John Tsiombikas nuclear@mutantstargoat.com
15 August 2008
I get really excited each time my favourite development environment (UNIX + vi), lets me perform a task of insurmountable tediousness, in a split second. So much in fact, that I can't hold myself from sharing it with others. And since updates on this blog are scarce anyway, I decided to write about it.
The tedious task in question, was extracting a shitload of protocol replies (for instance error codes) from an RFC, and writing the appropriate enumerations for them in a C program I'm writing. The stupid way of doing that, typing a hundred enumeration names and their values, is boring, slow and error-prone. However, there is a better way of doing it.
First step is to determine how to extract the error names and their numeric values from the rfc text. From a quick examination of the relevant rfc part, it's apparent that all of them are on lines of their own, with some leading whitespace, followed by the numeric value, more whitespace, and finally the name of the error. For instance here is one of them:
431 ERR_NONICKNAMEGIVEN
":No nickname given"
- Returned when a nickname parameter expected for a
command and isn't found.
So, it's dead easy to extract them using standard UNIX magic:
egrep '^.*[0-9]+.*ERR_' ~/docs/rfc/irc.txt
Now, in order to insert the output of that grep invocation into our code, the
'!' vi command comes in handy. It replaces something in the buffer, with the
output of an external program. So, I proceeded to open an enum { ... };
block,
moved the cursor in an empty line between the openning and the closing brace
and typed:
!!egrep '^.*[0-9]+.*ERR_' ~/docs/rfc/irc.txt
The result is something like the following:
enum {
444 ERR_NOLOGIN
445 ERR_SUMMONDISABLED
446 ERR_USERSDISABLED
451 ERR_NOTREGISTERED
.... many of those ...
};
Which of course is not exactly what we need for a C enumeration. We need to turn the above into:
enum {
ERR_NOLOGIN = 444,
ERR_SUMMONDISABLED = 445,
ERR_USERSDISABLED = 446,
ERR_NOTREGISTERED = 451,
.... more ...
};
This turns out to be a snap with the vi regular expression search and replace facility.

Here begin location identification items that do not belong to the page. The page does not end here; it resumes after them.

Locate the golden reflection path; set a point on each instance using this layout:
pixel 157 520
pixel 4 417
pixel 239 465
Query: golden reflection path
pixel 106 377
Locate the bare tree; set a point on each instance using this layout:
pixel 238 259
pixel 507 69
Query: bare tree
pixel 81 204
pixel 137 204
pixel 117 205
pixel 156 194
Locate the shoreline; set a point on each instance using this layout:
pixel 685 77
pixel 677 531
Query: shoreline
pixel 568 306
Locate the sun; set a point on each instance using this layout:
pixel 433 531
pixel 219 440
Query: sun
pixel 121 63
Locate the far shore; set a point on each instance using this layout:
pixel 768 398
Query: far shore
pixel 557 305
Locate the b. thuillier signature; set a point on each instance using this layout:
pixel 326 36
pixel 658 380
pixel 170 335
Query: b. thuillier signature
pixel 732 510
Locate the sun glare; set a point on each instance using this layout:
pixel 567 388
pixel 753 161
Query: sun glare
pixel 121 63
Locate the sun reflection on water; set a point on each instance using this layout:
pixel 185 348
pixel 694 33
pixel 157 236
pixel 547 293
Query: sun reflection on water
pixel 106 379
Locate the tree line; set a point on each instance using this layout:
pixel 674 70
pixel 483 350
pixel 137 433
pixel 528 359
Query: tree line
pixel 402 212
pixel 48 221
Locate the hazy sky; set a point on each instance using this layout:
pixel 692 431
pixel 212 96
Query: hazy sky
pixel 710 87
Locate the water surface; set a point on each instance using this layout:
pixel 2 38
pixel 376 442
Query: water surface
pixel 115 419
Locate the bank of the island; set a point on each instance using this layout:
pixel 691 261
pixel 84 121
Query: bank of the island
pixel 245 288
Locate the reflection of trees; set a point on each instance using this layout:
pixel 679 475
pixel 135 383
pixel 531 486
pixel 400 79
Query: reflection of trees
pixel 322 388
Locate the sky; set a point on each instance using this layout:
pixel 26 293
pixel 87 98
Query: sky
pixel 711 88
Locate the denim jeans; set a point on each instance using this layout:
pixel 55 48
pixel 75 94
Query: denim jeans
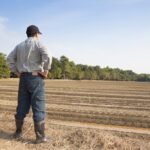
pixel 31 93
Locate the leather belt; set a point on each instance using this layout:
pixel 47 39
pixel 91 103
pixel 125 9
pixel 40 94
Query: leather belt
pixel 30 73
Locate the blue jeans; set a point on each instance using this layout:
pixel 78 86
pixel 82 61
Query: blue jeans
pixel 31 93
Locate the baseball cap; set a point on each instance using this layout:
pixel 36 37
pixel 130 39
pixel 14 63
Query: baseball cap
pixel 32 29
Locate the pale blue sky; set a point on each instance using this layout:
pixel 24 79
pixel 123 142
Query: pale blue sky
pixel 114 33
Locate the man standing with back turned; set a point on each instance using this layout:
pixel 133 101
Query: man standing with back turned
pixel 30 61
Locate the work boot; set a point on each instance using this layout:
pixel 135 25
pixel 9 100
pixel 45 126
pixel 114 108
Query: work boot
pixel 39 128
pixel 18 133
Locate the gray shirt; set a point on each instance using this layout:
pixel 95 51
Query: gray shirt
pixel 29 56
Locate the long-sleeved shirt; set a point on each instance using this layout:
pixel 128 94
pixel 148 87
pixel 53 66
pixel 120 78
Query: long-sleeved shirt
pixel 28 56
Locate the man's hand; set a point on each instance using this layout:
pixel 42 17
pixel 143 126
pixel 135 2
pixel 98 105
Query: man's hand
pixel 18 74
pixel 44 74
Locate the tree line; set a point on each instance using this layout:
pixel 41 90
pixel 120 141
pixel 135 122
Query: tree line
pixel 63 68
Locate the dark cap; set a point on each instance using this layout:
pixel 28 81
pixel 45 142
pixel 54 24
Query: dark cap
pixel 32 30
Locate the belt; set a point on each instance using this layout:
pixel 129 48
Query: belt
pixel 32 74
pixel 29 73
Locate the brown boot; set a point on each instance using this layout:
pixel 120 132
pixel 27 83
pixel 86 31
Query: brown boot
pixel 18 133
pixel 39 128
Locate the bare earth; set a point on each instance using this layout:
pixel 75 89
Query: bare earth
pixel 82 115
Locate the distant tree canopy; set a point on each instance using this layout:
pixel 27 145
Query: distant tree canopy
pixel 4 70
pixel 63 68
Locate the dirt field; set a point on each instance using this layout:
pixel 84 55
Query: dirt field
pixel 82 115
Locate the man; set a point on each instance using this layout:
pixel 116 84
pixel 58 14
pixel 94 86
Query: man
pixel 30 61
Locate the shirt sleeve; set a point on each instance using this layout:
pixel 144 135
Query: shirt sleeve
pixel 11 60
pixel 46 57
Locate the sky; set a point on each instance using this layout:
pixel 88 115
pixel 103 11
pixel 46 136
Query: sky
pixel 114 33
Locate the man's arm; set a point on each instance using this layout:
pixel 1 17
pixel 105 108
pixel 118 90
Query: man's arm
pixel 11 60
pixel 46 60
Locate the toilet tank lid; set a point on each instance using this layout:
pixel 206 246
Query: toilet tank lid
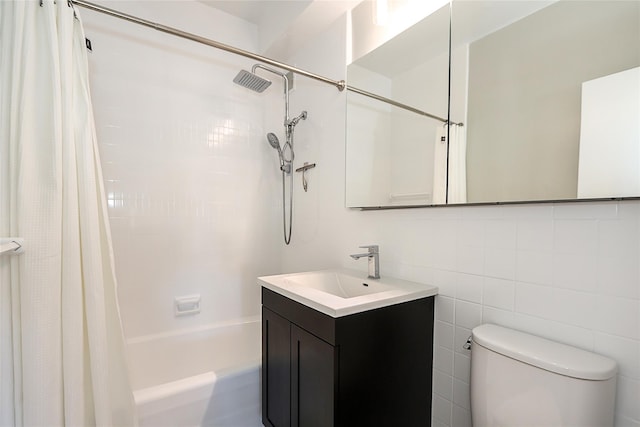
pixel 545 354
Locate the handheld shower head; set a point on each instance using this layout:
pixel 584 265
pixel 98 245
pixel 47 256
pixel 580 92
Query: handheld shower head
pixel 274 142
pixel 295 120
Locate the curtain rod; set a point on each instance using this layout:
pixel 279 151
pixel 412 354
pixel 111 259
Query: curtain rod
pixel 400 105
pixel 340 84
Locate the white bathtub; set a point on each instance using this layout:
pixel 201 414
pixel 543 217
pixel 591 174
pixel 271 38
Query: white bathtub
pixel 204 377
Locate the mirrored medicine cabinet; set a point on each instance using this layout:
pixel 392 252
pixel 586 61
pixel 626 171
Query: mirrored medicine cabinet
pixel 480 101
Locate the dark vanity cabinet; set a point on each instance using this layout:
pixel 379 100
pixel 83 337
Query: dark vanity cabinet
pixel 369 369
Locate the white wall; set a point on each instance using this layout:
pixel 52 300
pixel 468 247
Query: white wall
pixel 192 184
pixel 569 272
pixel 609 161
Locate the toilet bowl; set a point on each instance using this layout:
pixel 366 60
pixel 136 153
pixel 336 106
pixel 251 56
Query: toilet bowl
pixel 519 379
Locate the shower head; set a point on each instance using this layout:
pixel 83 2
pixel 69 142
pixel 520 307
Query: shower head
pixel 251 81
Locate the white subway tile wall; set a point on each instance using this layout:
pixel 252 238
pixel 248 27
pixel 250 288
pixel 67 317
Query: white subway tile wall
pixel 192 184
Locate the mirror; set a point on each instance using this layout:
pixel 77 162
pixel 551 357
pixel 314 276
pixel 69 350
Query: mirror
pixel 391 144
pixel 549 94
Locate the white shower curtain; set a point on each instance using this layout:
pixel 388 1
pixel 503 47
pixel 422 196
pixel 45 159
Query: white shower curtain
pixel 61 344
pixel 450 179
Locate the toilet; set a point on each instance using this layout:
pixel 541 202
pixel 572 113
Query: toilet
pixel 519 379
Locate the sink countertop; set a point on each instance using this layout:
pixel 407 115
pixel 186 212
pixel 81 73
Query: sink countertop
pixel 335 306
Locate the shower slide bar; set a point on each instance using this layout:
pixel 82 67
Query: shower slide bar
pixel 11 245
pixel 339 84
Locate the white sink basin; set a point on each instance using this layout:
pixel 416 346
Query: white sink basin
pixel 338 284
pixel 342 292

:%s/[ ]\+\([0-9]\+\).*\(ERR_.*\)/\t\2 = \1,/
The regular expression "[ ]\+\([0-9]\+\).*\(ERR_.*\)
" matches anything
that starts with one or more spaces, followed by one or more digits (we place
the digit in a group by parenthesizing this part), then any number of
characters followed by a string starting with ERR_
(placed in a second group).
The whole thing is then replaced by a tab, followed by the second group, an
equals sign, the first group, and finally a comma ("\t\2 = \1,
").
And presto, we've got our C enumeration, with minimal effort.
Then, by following the same procedure for protocol commands and replies (other than errors), I was able to create a 200-line header file in one or two minutes.
This was initially posted in my old wordpress blog. Visit the original version to see any comments.